Chief Executive officer of a chocolate-maker in the country, Covertina, Mostafa Sayed Salam said business is booming adding that production rose 19 percent in 2016 from the previous year.
Since the pound fell in November after currency flotation, shoppers who traditionally preferred everything foreign have ditched imports goods to buying locally produce products.
Egyptian products were able to prove themselves in the market, at the same quality of imported goods, and also importers of chocolate, say for example products from Turkey, after the flotation of the currency.
“Egyptian products were able to prove themselves in the market, at the same quality of imported goods, and also importers of chocolate, say for example products from Turkey, after the flotation of the currency, it became hard for importers to sell the chocolate at the old prices, and therefore consumers were forced to turn to local products which enjoy the same quality of the imported,” he added.
The pound’s flotation and an ensuing increase in tariffs on more than 300 products shipped from abroad have hit importers hard. But the measures have been a boom for domestic manufacturers such as Covertina.

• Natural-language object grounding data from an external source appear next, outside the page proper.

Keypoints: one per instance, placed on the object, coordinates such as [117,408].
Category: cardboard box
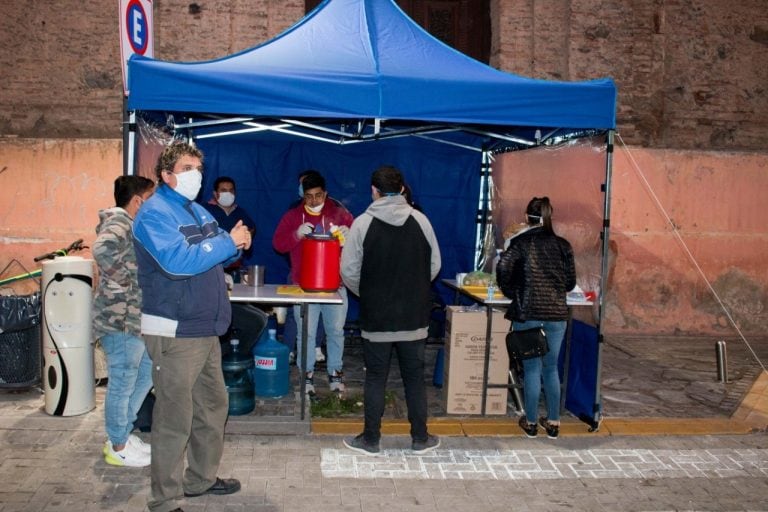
[464,357]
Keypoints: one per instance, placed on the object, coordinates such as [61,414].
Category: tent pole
[597,407]
[483,212]
[129,141]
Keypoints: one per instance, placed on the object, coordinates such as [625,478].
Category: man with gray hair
[182,253]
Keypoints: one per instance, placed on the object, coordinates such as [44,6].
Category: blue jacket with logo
[181,254]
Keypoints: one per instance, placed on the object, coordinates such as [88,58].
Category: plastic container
[271,377]
[320,258]
[237,368]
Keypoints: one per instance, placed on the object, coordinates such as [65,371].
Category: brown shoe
[221,486]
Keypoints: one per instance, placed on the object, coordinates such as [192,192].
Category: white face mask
[226,199]
[316,209]
[188,184]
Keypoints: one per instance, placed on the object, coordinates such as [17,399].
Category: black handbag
[527,343]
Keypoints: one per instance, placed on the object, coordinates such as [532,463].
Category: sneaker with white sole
[553,430]
[141,445]
[130,456]
[426,446]
[336,381]
[530,429]
[360,445]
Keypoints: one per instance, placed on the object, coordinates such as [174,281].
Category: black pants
[410,355]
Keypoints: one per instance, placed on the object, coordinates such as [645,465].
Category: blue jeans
[334,318]
[410,357]
[129,370]
[543,371]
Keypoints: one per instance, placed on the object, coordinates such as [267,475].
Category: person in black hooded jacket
[535,272]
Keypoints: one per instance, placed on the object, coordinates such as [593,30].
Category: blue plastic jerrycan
[271,374]
[237,367]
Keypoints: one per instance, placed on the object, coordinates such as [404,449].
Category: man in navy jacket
[181,254]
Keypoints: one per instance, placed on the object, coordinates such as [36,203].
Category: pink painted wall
[687,281]
[51,191]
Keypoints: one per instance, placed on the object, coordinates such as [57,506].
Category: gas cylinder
[271,376]
[319,270]
[237,367]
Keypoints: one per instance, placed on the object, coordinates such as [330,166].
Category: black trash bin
[20,358]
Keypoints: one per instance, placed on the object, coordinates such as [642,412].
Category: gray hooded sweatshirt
[390,259]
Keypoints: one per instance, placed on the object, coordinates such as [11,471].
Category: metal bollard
[722,361]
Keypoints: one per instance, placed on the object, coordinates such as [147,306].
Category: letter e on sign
[135,32]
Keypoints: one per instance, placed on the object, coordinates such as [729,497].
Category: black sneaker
[336,382]
[552,430]
[425,446]
[309,383]
[530,429]
[360,445]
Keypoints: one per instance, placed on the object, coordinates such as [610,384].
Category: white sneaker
[139,444]
[129,456]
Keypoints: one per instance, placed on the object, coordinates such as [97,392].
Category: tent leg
[129,141]
[597,409]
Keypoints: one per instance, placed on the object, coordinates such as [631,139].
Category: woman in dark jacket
[535,273]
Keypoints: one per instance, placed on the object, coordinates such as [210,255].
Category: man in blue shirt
[227,213]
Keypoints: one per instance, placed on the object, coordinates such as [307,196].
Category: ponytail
[539,213]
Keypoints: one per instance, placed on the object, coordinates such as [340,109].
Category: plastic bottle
[271,376]
[237,367]
[491,289]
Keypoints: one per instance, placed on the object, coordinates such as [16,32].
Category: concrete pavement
[55,464]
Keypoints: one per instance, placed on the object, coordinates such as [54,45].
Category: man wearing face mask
[227,212]
[117,323]
[181,254]
[316,212]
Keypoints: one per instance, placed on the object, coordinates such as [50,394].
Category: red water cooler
[320,258]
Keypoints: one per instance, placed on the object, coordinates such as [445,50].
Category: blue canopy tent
[353,85]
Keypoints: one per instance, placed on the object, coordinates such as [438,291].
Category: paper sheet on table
[294,289]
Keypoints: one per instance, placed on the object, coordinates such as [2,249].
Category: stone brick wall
[60,61]
[690,73]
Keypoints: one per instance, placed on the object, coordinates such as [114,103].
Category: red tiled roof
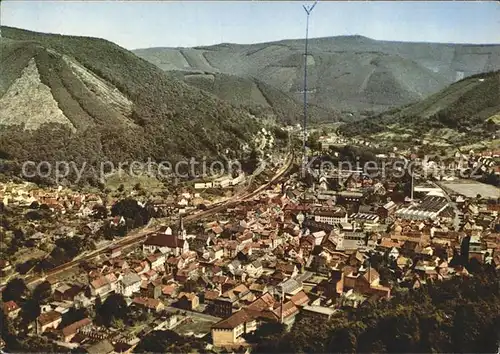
[9,306]
[74,327]
[48,317]
[162,240]
[234,320]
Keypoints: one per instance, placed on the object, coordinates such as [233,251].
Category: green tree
[42,291]
[112,309]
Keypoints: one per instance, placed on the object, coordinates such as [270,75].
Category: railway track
[138,236]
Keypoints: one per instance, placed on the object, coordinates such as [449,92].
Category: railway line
[138,236]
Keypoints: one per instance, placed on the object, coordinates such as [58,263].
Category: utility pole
[308,10]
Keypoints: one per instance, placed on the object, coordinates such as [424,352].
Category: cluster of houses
[286,253]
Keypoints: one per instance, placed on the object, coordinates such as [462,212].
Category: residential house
[11,309]
[228,331]
[103,285]
[51,319]
[254,269]
[330,216]
[188,301]
[321,312]
[65,292]
[149,303]
[156,261]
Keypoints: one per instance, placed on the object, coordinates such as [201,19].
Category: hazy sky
[136,24]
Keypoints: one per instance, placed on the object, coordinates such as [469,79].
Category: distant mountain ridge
[467,110]
[346,73]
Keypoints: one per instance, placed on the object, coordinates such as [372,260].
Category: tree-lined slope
[347,73]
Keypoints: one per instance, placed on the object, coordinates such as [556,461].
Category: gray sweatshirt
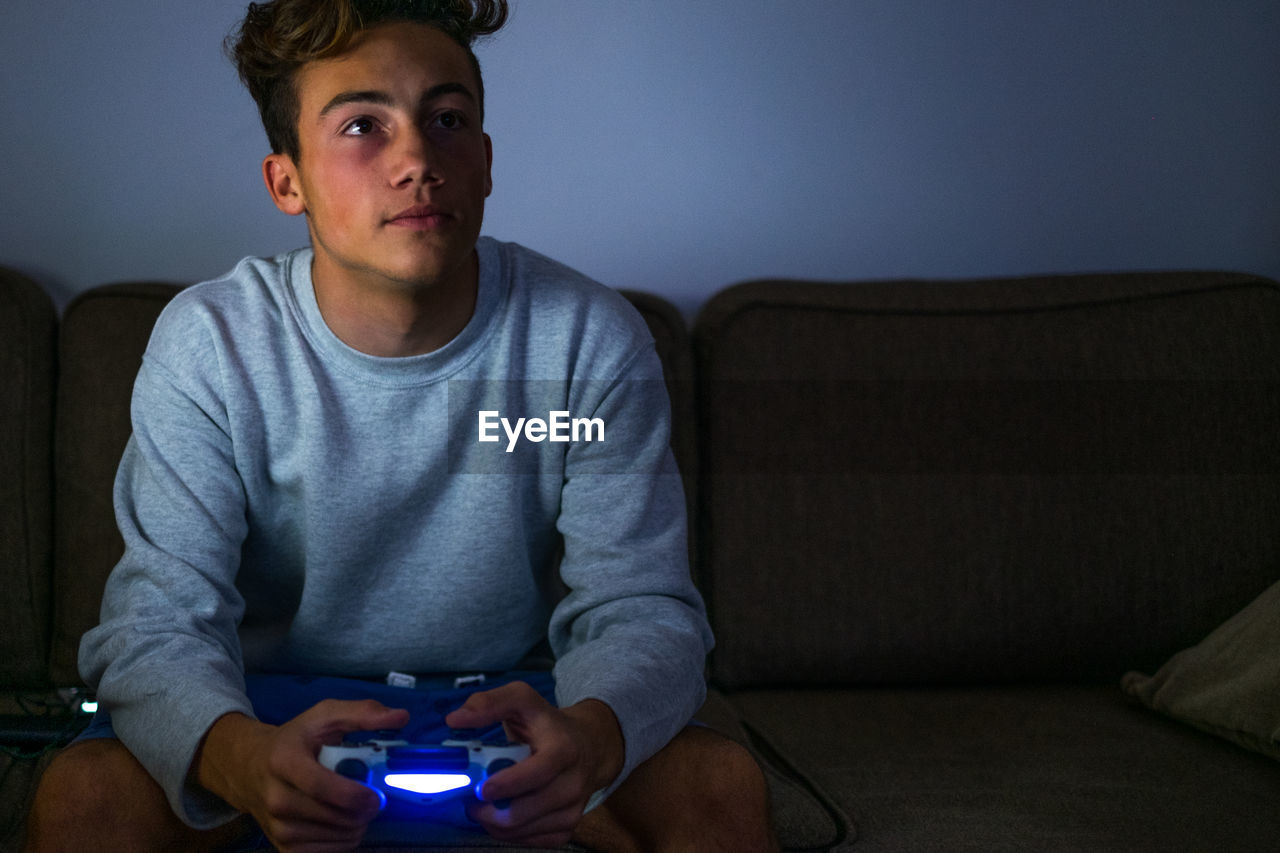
[289,503]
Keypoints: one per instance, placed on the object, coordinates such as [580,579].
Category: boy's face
[393,164]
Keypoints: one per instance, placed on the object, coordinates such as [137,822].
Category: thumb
[329,720]
[506,703]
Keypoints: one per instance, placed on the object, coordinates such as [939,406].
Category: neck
[396,319]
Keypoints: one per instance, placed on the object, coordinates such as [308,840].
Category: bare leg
[702,792]
[95,796]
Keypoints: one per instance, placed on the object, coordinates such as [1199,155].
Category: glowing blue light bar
[428,783]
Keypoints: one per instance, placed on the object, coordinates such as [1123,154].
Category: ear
[488,169]
[282,181]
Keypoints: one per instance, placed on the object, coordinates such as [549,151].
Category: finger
[525,778]
[342,801]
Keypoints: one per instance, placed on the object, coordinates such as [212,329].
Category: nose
[414,159]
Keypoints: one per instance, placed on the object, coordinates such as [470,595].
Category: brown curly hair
[278,37]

The country’s made products are much more affordable for customers who are increasingly prices conscious as inflation has shot above 28 percent.

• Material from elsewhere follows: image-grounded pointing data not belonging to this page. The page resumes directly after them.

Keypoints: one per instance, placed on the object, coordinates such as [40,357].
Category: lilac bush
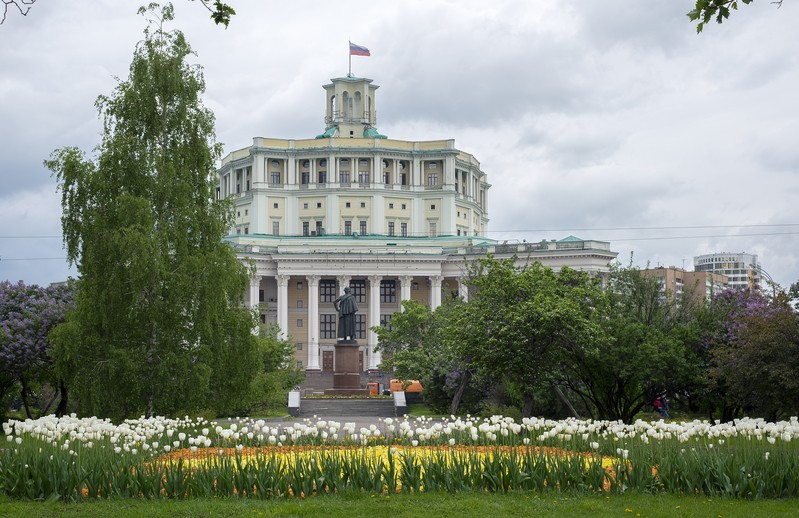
[27,315]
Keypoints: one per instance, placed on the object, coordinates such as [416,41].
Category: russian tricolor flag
[357,50]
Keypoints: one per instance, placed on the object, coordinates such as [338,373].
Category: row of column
[373,315]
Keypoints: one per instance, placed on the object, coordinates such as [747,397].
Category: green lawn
[416,506]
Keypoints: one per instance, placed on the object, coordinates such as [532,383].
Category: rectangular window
[327,290]
[327,326]
[358,289]
[388,292]
[385,321]
[360,327]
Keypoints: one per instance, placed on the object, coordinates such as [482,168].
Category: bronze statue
[346,307]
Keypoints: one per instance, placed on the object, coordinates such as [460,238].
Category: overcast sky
[608,120]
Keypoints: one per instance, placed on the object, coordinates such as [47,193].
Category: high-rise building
[676,283]
[742,269]
[391,219]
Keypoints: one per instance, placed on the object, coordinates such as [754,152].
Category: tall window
[360,327]
[385,321]
[327,326]
[327,290]
[358,290]
[388,291]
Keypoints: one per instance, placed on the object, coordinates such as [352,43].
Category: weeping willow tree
[158,327]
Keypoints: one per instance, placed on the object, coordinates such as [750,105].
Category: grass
[416,506]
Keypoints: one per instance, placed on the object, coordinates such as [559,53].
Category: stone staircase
[341,407]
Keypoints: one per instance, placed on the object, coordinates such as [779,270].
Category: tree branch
[22,5]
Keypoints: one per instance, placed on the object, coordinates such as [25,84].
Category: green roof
[329,132]
[370,132]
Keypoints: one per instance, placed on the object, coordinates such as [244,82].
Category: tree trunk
[565,401]
[61,410]
[25,397]
[456,399]
[527,405]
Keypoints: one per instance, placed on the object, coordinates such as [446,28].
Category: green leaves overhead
[158,326]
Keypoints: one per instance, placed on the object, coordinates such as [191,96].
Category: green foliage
[522,321]
[158,326]
[640,350]
[707,10]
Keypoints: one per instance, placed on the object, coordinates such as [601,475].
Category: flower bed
[73,458]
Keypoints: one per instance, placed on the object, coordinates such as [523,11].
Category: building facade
[741,269]
[676,283]
[394,220]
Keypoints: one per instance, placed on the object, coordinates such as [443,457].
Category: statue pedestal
[346,372]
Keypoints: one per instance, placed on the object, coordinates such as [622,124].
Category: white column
[373,319]
[283,304]
[343,282]
[435,291]
[255,285]
[313,323]
[463,289]
[405,289]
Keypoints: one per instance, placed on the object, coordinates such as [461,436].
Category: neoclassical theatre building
[391,219]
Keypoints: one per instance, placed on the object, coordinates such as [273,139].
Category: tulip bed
[74,459]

After Egypt abandoned its peg of 8.8 pounds to the dollar on November 3, the currency has roughly halved in value to around 17.75.
According to the manager of hypermarket chain Samy Salama, Emad Maher switching to local products has increased by 90 percent, mainly because of the price difference.
“The decision (to float) led to an increase in all prices. All prices in Egypt have recently gone up by 80 percent. There isn’t one customer who walks in without complaining. Things that used to cost 1 pound now cost 5, and whatever used to cost 5 pounds, is now 10 pounds,” Maher said.
Multinationals are taking notice. Nestle, the packaged food giant, said in January it had signed a deal to acquire Caravan Marketing Company, an Egyptian instant coffee maker that had increased its domestic market share due to competitive pricing.
With Egypt long dependent on imports, the trend suggests the government’s efforts to narrow a big trade deficit and boost domestic industries are starting to work.
The chairman of Yasmine cosmetic company, Hesham Zahra noted that production had risen 25-35 percent since the flotation boosted sales both at home and abroad.
“There’s no doubt that, in all fields not just the cosmetics industry, Egyptians have always chosen imported products over the local. But because of the increase in prices of imported goods, Egyptians are now forced to turn to local products, which have become more affordable,” he said.
A government official said the deficit had narrowed by 17.4 percent compared with 2015.
As the unofficial figures suggest, the weaker pound is also helping Egyptian exporters.
Trade and Industry Minister Tarek Kabil told Reuters in October that Egypt had produced $4 billion worth of import substitutes since the start of 2016 and aimed to expand domestic industry by 8 percent in three years.